Si alguien nos pregunta por nuestra identidad personal, ¿quién eres?, lo más común es responder mencionando el nombre y, dependiendo del contexto, indicando un número de identificación, hacemos referencia a la profesión u oficio que desempeñamos, a nuestra familia o lugar de origen o, incluso, a la religión que profesamos o al equipo de fútbol que seguimos.
Pero, ¿eso es lo que somos? ¿Está nuestra identidad personal compuesta por un nombre (elegido por otros), un número establecido por las autoridades, una profesión (que decidimos, si acaso, en un tiempo lejano de nuestra adolescencia), un lugar (azaroso) de nacimiento, unas creencias recibidas por la cultura de pertenencia, así sea nuestro dios Cristo o Cristiano Ronaldo?
¿Hay algo en ti permanente, sólido, una esencia que te define más allá de cualquier contingencia? ¿Quién eres?
Si tu madre biológica te hubiese entregado al nacer, si te llamaras de otra forma y hubieses crecido en otras tierras, ¿seguirías siendo tú, diferente de quien eres ahora, pero, de algún modo, la misma persona?
La etimología de la palabra persona nos da una pista.
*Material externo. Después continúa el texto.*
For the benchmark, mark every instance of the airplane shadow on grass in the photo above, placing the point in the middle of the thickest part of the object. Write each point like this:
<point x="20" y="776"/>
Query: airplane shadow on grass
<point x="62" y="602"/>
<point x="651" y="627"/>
En latín (persōna) y en griego (prósōpon), significan máscara de actor. Ser persona es llevar una máscara. Una máscara construida en parte por nosotros y en parte por los otros. Solo así, llevando una máscara (o varias) es posible atravesar el baile de la vida.
La identidad personal es una construcción
Desde el punto de vista de la epistemología, o de cómo llegamos los seres humanos a conocer lo que conocemos, la perspectiva constructivista defiende, siguiendo al filósofo Inmanuel Kant, que no tenemos acceso a un conocimiento directo, objetivo, de la realidad: todo conocimiento es una construcción. Incluso, la física abandonó hace décadas la posibilidad de un conocimiento objetivo del mundo. Escribe Stephen Hawking (El universo es una cáscara de nuez, 2001):
“Desde la perspectiva positivista no podemos determinar qué es real. Todo lo que podemos hacer es hallar qué modelos matemáticos describen el universo en que vivimos”.
En este sentido, la propia identidad personal es una construcción, y, si existe algo parecido a una esencia individual, somos incapaces de conocerla de manera objetiva. El conocimiento de sí mismo en tan sesgado como cualquier otro conocimiento, o más, pues tiene la dificultad añadida de que el objeto de estudio es el propio sujeto que se pregunta por sí mismo. Solo Dios tiene clara su identidad personal. Dijo Yahvé (Éxodo 3, 14):
“Yo soy el que soy”.
Al contrario del dios del Antiguo Testamento, para muchos seres humanos es harto complicado expresar una idea coherente de sí mismos, explicar con claridad lo que permanece y lo que cambia en ellos. Podríamos ser tan solo un flujo, algunas veces consciente, de experiencias. En el budismo se emplea el término anatta -el no yo, en lengua pali- para designar la condición de que no hay nada a lo que podamos llamar yo o mío.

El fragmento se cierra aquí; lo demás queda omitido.